With eyes turning to life after lockdown, I’ve been thinking about my passive income list. That’s a list of the stocks I like to help me generate income.
I like investing a little each month in shares to generate passive income. That takes little time or effort on my part. It also doesn’t need a lot of capital – I could generate passive income this way for a pound a day. Of course, that relies on dividends being paid, which is never guaranteed.
But here are 10 stocks I’m currently considering for my passive income list.
Dividend growers
Some companies have a long history of growing dividends, which could help increase passive income each year.
Past dividends are not a guide to future dividends. But if a company has a good business model, seems well-run and is cash generative, I often consider its potential to grow dividends in future.
An example of such a share I would pick for my passive income list is Diageo.
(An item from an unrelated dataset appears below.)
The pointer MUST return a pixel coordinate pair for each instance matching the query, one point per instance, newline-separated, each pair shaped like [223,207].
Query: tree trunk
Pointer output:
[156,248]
The branded drinks manufacturer has been growing dividends for over three decades. Declining alcohol consumption habits in key demographics is a risk. But I like the company’s solid portfolio of premium brands.
A couple of less well-known companies that have also grown dividends annually for decades include fuel group DCC. At 2.3%, I think the yield reflects the fact that investors know and like the company’s dividend policy. Risks include any decline in gas usage.
Alarm specialist Halma yields only 0.7%. That might not sound like a lot of passive income. But over four decades of annual dividend increases of at least 5% attract me. A risk is that dividends might not keep being raised. But the focus on often essential alarms suggests a strong future end market if the company can keep growing its customer base.
Strong cash flows
A company that throws off a lot of free cash is in a strong position to pay dividends. That’s why I look for free cash flow when assessing companies on my passive income list.
Tobacco giants Imperial Brands and British American Tobacco are both large free cash flow generators. I hold both for their yields of 8.9% and 7.5% respectively and would consider adding more. Tobacco demand is falling in many markets, though, which could hurt future free cash flow generation ability.
Free cash flow for oil companies is often linked to the oil price, so an oil price fall can hurt profits. But the oil price recovery bodes well for BP and Shell. Both cut their dividends last year, yet they still yield 5.3% and 3.6% respectively.
High yielders on my passive income list
I would also consider high-yielding shares, even if their dividend history is mixed. For example, financial services provider M&G has a short history as an independent listed company. But its yield of over 8% earns it a place on my passive income list. Risks include any economic downturn hurting demand for financial services.
Major insurance brand Direct Line yields over 7%. I am a bit wary about the fact that directors have sold shares lately but haven’t bought any in over a year. But I do think the powerful brand is an asset.
Finally, telecoms giant Vodafone yields almost 6%. I like its strong market position, although risks include the high costs involved in setting up 5G.